For a stolen item you'd have that much time to track it down.

They could even track if different non-owned tags track the same person to stop stalkers diligent enough to swap these frequently.

It's an impressively good balancing of usefulness and avoiding bad spillover effects.



Confirmed by John Gruber

> I talked to folks from Apple today about some of this. The timeout period for when an AirTag will play a sound if separated from its owner is currently three days — but that’s not baked into the AirTags themselves. It’s a server-side setting in the Find My network, so Apple can adjust it if real-world use suggests that three days is too long or too short.

> The “NFC-capable device” thing means Android phones.

https://daringfireball.net/linked/2021/04/20/moren-fine-prin...


    It would make sense to do the anti stalking 
    notification after say 4 days
"Your privacy and safety are important to Apple. We won't let anybody use these devices to stalk you for more than 96 hours."

You haven't thought this through! Seriously, the use cases for 96 hours of tracking are frightening.

1. Meet victim in club/bus/supermarket/wherever

2. Drop AirTag in their bag/pocket/whatever.

3. Now you know where they live and/or work assuming they go to one of those places in the next 96 hours.


Seriously, the use cases for 96 hours of tracking are frightening.

Meet victim in club/bus/supermarket/wherever

I'm not an expert, but I don't think this is how stalking works in practice. People don't stalk random strangers they meet in the supermarket. They stalk former partners, and (more rarely) people they've developed an obsession about. That means the stalker has to worry about being recognized by the victim, and consequently will have fewer opportunities to plant a device and retrieve a device than you imagine.

Furthermore, while being tracked for up to 96 hours indeed is a frightening thought, the typical stalker's goal is to track their victim at all times. Having to plant and retrieve a device at least every four days, without being detected by the victim, makes for a very impractical way to achieve that goal.

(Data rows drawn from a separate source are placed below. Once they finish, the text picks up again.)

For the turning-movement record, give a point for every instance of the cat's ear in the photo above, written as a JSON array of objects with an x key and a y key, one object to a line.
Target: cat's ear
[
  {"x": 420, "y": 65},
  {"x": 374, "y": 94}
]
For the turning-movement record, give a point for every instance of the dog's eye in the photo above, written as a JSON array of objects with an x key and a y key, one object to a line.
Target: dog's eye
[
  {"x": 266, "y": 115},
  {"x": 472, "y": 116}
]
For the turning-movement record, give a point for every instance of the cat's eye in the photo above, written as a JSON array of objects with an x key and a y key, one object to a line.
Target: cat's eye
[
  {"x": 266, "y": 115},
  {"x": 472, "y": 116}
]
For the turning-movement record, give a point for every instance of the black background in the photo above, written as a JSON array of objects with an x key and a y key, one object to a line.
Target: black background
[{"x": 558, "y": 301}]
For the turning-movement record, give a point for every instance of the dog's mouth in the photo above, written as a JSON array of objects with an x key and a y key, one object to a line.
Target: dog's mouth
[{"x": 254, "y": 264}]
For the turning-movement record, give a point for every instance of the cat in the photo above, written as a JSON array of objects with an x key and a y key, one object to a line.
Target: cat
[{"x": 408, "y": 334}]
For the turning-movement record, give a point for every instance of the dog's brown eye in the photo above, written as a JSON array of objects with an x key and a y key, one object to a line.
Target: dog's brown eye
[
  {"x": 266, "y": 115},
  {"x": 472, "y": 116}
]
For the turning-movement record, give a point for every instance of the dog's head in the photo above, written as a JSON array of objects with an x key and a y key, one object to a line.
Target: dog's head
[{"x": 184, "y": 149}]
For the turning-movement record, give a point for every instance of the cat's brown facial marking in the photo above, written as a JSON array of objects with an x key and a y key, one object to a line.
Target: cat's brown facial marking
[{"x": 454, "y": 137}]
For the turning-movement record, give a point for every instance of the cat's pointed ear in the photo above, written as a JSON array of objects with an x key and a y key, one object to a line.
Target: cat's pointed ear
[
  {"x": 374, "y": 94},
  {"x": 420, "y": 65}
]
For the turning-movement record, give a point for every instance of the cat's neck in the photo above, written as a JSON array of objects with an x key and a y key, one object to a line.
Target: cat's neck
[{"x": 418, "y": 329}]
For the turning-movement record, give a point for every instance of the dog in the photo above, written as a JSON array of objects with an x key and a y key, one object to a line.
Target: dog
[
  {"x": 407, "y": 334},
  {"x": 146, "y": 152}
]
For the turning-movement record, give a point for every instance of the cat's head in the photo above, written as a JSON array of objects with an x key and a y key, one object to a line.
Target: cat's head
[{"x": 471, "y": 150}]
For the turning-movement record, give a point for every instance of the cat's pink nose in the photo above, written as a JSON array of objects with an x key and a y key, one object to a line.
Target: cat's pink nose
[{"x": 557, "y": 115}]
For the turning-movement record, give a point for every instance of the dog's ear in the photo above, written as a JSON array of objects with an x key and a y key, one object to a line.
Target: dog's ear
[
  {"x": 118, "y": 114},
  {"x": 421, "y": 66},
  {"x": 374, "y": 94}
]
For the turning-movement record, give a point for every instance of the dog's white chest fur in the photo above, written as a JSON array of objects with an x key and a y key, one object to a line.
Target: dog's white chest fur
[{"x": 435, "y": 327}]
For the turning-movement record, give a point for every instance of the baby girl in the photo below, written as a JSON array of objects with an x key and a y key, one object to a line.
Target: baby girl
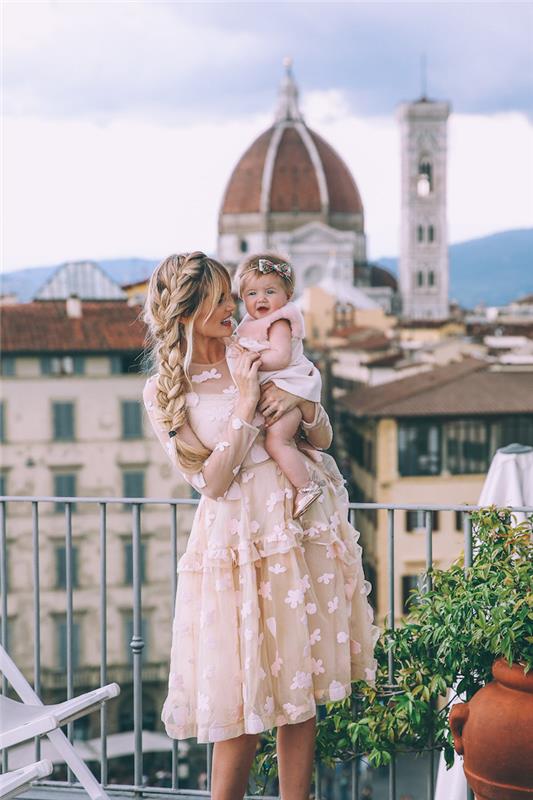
[{"x": 274, "y": 327}]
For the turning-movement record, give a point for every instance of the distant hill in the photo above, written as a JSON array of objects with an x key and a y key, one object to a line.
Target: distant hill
[
  {"x": 25, "y": 282},
  {"x": 493, "y": 270}
]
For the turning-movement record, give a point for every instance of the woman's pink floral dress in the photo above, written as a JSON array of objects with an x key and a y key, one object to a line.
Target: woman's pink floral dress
[{"x": 272, "y": 616}]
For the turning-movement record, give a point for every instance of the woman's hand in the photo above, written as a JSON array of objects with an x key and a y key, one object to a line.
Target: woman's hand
[
  {"x": 275, "y": 402},
  {"x": 245, "y": 378}
]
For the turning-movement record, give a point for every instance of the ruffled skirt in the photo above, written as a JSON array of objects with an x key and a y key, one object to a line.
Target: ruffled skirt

    I'm not an expert, but I don't think this is how
    stalking works in practice. People don't stalk random 
    strangers they meet in the supermarket. They stalk
    former partners, and (more rarely) people they've
    developed an obsession about.
Well, yeah -- I agree 100% that this is existing predator behavior, and most crimes will continue to be committed by a person known to the victim.

However, if not properly safeguarded, this sort of tech clearly can enable some new types of bad behavior.

Ultimately I'm a technology optimist and we shouldn't reject new tech simply because it might be misused. However it's also true that even the most cursory glance at history shows us that just about any new technology is also used for nefarious purposes.


This I agree with. My contention was with what you first wrote, which made it seem like the 4 day limit was not meaningful. I think it makes all the difference for the reasons I laid out.


Seeing as you can literally give someone a USB cable that tracks them, I don't think AirTags are enabling anything particularly new: https://www.walmart.com/ip/OURLEEME-Car-GPS-Tracker-Vehicle-...


That USB cable doesn't work unless it's plugged into something that has power.


Yes? Offer someone a USB cable and you've given them a GPS tracker that will show their home location

But of course as I linked in another comment, trackers have been fit into anything and everything now. Hairbrushes, random trinkets like clocks, even a phone charging brick itself


Maybe so, but consider the optics...


Won't be long before magazines start offering tips on how to best avoid getting AirTagged.


that sounds like one of those issues everyone worries about but never happens.